Bioremediation of Congo red Dyes using Biosynthesized copper\iron Nanoparticles

Document Type : Original Article


1 Botany Department, Faculty of Science, Mansoura University, Egypt

2 Department of Aquatic Environmental Science, Faculty of Fish Resources, Suez University, Egypt

3 City of Scientific Research and Technological Applications, (SRTA-City), New Borg El-Arab City,P.O.Box 1121934, Egypt

4 National Institute of Oceanography and Fisheries (NIOF), Cairo 11865, Egypt.


Water contamination by organic dyes and pathogenic bacteria has a negative impact on human health. Bimetallic nanoparticles are promising materials in water treatment. In the current study, a bimetallic of copper and iron nanoparticles (CuO/Fe2O3 NPs) was synthesized by the extract of Fusarium oxysporum. CuO/Fe2O3 NPs were characterized using different methods such as UV–Vis spectroscopy and transmission electron microscopy (TEM).
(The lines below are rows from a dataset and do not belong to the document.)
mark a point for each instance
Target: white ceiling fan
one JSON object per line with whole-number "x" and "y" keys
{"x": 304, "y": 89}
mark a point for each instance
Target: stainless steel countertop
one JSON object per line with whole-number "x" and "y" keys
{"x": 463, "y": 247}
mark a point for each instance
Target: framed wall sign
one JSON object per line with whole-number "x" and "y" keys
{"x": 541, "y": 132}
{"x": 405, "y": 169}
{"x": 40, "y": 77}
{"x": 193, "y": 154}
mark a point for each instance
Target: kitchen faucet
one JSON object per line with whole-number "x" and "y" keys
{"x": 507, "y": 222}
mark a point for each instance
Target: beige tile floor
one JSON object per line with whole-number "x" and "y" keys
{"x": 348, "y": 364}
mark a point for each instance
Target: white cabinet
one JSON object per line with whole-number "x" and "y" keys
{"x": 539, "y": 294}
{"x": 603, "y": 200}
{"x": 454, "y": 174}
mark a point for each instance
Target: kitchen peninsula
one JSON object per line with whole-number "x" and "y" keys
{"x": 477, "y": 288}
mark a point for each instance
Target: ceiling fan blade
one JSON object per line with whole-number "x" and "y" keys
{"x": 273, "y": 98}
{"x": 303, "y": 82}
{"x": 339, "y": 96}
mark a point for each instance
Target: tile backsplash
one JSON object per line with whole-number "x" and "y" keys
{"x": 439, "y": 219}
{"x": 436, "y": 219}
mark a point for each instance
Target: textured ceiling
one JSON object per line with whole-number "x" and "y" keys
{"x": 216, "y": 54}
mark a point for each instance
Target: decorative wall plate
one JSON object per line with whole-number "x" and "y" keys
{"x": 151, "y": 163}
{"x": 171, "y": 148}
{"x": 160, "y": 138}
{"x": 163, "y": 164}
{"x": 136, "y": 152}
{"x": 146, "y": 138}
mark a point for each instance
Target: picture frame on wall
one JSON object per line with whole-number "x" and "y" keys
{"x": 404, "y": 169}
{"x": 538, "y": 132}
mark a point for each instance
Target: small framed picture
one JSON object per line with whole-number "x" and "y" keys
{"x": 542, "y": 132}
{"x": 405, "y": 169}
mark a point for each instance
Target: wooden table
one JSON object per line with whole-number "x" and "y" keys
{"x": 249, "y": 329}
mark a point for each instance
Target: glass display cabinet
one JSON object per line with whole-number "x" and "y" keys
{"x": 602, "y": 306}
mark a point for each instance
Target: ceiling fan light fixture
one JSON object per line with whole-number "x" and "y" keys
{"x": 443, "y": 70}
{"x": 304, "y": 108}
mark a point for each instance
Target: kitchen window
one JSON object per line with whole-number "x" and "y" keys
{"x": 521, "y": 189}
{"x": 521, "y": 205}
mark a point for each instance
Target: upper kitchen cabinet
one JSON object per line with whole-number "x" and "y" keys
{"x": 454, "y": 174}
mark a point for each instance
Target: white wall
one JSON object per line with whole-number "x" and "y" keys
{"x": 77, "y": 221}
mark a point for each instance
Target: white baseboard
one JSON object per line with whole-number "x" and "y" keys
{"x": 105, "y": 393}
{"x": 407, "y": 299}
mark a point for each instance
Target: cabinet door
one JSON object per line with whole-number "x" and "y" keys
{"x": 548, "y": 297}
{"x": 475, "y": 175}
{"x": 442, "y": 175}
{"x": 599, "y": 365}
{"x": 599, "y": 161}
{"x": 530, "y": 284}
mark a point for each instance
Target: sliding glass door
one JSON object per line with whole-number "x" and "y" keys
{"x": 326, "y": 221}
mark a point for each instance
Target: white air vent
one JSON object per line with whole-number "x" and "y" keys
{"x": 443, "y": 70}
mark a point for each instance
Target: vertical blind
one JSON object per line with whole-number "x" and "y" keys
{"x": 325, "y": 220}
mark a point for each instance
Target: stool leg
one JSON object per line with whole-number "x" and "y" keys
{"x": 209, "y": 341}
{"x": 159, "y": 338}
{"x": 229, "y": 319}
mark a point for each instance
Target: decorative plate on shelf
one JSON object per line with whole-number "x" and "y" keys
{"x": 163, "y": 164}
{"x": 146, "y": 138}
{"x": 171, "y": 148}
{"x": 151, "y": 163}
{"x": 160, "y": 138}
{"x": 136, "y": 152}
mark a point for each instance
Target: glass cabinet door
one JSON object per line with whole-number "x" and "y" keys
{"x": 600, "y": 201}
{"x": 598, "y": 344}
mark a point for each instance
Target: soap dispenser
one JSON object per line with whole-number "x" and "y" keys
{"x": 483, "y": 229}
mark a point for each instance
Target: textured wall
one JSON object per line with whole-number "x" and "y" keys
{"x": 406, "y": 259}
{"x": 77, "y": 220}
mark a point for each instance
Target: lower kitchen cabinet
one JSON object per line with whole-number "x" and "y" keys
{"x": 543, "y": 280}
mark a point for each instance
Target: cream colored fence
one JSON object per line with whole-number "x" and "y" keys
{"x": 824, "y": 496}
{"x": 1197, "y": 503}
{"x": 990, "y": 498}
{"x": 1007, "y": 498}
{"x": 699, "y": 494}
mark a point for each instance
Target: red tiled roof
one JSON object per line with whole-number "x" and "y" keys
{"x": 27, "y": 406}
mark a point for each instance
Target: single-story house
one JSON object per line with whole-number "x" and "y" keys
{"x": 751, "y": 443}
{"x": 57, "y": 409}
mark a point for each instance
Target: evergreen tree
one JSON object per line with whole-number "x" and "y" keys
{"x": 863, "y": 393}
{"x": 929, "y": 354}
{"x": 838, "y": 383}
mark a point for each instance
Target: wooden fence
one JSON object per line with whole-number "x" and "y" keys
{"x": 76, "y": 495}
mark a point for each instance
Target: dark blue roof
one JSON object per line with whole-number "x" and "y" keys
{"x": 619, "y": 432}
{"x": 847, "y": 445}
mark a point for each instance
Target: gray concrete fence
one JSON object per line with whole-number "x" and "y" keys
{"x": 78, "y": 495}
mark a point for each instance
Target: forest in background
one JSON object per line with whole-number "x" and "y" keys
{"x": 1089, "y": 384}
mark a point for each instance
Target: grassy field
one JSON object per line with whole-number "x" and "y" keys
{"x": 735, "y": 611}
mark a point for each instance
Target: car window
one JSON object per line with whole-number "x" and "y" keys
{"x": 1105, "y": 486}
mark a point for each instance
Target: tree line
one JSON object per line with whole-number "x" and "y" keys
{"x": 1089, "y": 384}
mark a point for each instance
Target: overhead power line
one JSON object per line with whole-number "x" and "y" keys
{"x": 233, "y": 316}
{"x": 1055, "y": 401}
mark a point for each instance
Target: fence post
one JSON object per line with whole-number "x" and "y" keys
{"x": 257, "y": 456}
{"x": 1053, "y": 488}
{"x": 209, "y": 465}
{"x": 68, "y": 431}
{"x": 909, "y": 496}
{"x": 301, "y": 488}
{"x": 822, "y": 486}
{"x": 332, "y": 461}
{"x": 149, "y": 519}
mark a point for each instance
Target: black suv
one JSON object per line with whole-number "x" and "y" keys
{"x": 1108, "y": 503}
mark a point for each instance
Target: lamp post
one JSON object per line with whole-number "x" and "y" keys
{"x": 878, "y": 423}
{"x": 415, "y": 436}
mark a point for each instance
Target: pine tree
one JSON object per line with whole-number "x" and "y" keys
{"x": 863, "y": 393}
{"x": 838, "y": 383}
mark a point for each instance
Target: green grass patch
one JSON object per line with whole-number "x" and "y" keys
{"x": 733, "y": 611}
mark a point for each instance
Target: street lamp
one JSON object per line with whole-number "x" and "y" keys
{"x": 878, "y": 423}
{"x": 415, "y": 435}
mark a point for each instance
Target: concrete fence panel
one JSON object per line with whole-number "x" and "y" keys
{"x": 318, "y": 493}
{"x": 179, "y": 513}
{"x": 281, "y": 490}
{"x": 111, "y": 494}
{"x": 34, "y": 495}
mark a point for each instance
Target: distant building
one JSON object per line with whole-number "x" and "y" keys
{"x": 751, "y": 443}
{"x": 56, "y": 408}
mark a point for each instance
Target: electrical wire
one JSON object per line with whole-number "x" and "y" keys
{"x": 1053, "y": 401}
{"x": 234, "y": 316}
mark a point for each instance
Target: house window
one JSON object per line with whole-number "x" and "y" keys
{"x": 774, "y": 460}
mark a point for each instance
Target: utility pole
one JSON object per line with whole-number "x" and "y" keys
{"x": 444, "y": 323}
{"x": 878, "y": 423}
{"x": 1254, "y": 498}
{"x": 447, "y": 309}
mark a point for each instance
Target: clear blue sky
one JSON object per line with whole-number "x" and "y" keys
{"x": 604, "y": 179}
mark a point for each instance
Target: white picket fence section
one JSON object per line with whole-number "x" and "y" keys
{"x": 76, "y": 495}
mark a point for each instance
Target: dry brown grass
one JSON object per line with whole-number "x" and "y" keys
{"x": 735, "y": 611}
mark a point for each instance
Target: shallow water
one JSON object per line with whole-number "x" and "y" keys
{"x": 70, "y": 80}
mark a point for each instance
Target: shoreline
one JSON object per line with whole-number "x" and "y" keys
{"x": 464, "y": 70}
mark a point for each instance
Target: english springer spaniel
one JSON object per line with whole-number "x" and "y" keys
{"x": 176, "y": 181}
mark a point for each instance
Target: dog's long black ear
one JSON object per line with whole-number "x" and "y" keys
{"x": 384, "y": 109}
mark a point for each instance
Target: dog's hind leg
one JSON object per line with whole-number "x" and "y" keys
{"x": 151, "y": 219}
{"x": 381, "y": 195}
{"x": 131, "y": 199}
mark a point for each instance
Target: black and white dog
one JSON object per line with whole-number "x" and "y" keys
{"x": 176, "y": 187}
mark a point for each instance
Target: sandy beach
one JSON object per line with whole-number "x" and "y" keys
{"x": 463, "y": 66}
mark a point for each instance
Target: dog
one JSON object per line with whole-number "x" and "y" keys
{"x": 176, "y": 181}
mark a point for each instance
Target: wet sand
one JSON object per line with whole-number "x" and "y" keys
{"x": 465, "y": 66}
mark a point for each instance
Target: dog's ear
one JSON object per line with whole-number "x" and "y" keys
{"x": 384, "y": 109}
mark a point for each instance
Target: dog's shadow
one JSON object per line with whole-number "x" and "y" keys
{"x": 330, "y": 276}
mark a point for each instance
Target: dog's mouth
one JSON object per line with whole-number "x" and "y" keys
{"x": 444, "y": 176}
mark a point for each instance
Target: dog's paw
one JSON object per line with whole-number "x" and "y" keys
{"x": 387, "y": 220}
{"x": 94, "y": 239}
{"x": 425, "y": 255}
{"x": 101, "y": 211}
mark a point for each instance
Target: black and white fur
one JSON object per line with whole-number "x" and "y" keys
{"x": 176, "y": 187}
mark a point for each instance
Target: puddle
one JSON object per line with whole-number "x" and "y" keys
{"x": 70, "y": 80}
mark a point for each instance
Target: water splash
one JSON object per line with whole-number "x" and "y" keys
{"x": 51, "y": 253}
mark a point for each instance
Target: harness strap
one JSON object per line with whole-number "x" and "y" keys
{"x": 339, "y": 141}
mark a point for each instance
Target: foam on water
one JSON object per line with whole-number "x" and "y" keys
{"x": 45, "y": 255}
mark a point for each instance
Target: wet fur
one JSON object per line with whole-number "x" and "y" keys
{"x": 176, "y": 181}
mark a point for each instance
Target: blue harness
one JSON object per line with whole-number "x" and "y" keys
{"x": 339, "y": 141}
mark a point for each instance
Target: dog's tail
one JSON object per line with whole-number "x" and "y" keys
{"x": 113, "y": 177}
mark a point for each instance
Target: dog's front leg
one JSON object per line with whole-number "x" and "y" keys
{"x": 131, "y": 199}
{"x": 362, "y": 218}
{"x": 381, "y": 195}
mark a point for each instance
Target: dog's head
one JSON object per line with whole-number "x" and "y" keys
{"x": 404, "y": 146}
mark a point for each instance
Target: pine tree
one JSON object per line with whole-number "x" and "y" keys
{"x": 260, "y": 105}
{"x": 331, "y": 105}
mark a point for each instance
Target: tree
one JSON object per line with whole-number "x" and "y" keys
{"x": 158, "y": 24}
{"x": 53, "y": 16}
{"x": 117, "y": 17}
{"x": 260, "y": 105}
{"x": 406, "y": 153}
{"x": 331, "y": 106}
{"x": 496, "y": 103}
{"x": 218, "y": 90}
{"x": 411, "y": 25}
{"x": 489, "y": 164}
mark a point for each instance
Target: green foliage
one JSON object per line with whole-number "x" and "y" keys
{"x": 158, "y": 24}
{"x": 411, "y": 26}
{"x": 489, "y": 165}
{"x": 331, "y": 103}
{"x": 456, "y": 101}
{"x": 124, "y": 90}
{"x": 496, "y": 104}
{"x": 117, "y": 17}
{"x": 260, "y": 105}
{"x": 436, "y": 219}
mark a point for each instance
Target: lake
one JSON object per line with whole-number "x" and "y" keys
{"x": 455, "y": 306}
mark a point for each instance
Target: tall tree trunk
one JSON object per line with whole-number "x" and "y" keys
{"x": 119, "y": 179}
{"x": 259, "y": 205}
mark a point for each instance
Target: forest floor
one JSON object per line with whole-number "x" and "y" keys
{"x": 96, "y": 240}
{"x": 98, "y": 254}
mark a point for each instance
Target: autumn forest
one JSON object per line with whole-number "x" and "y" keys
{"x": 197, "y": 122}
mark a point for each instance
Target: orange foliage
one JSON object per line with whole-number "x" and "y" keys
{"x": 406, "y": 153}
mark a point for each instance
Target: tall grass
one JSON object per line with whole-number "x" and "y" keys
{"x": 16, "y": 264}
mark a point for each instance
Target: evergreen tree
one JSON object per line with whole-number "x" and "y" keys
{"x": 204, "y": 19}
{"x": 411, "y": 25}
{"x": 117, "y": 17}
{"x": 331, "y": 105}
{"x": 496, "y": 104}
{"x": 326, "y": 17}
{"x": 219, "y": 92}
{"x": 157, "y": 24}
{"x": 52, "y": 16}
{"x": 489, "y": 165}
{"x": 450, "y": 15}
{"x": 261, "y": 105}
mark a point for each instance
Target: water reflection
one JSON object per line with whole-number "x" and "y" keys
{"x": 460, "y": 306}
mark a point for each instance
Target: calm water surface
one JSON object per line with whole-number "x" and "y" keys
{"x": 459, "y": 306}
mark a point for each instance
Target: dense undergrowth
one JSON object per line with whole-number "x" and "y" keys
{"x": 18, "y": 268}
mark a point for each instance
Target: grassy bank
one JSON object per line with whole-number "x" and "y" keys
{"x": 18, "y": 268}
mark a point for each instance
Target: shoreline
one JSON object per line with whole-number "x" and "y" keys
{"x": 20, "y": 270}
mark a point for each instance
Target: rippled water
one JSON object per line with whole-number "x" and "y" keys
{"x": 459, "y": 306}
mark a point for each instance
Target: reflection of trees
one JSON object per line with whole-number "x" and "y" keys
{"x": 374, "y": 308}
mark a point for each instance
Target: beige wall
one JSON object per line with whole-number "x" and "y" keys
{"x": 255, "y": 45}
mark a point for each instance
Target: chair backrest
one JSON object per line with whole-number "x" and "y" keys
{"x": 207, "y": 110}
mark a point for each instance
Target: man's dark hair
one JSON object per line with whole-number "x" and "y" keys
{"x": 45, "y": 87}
The micrographs of TEM showed particle sizes ranging from 4-12 nm while UV–Vis analysis exposed the characteristic peak at 277 nm after the synthesis of CuO/Fe2O3 NPs. The antimicrobial activity of CuO/Fe2O3 NPs was tested against Gram +ve (Streptococcus sp, Bacillus subtitles), and Gram -ve (E. coli, Salmonella typhi) bacteria. The biosorption of Congo Red (CR) dye using the bio-synthesized CuO/Fe2O3 NPs was studied. The biosorption studies were investigated at different time intervals and different dye concentrations. The studies revealed that the bio-sorption percentage of 97.167 % was achieved only after 10 min of contact at 25 ppm. The maximum Langmuir isotherm adsorption capacity was 155.738 mg/g. For the kinetic studies, the bio-sorption process followed the pseudo-second-order model and it was involved in more than one single kinetic stage.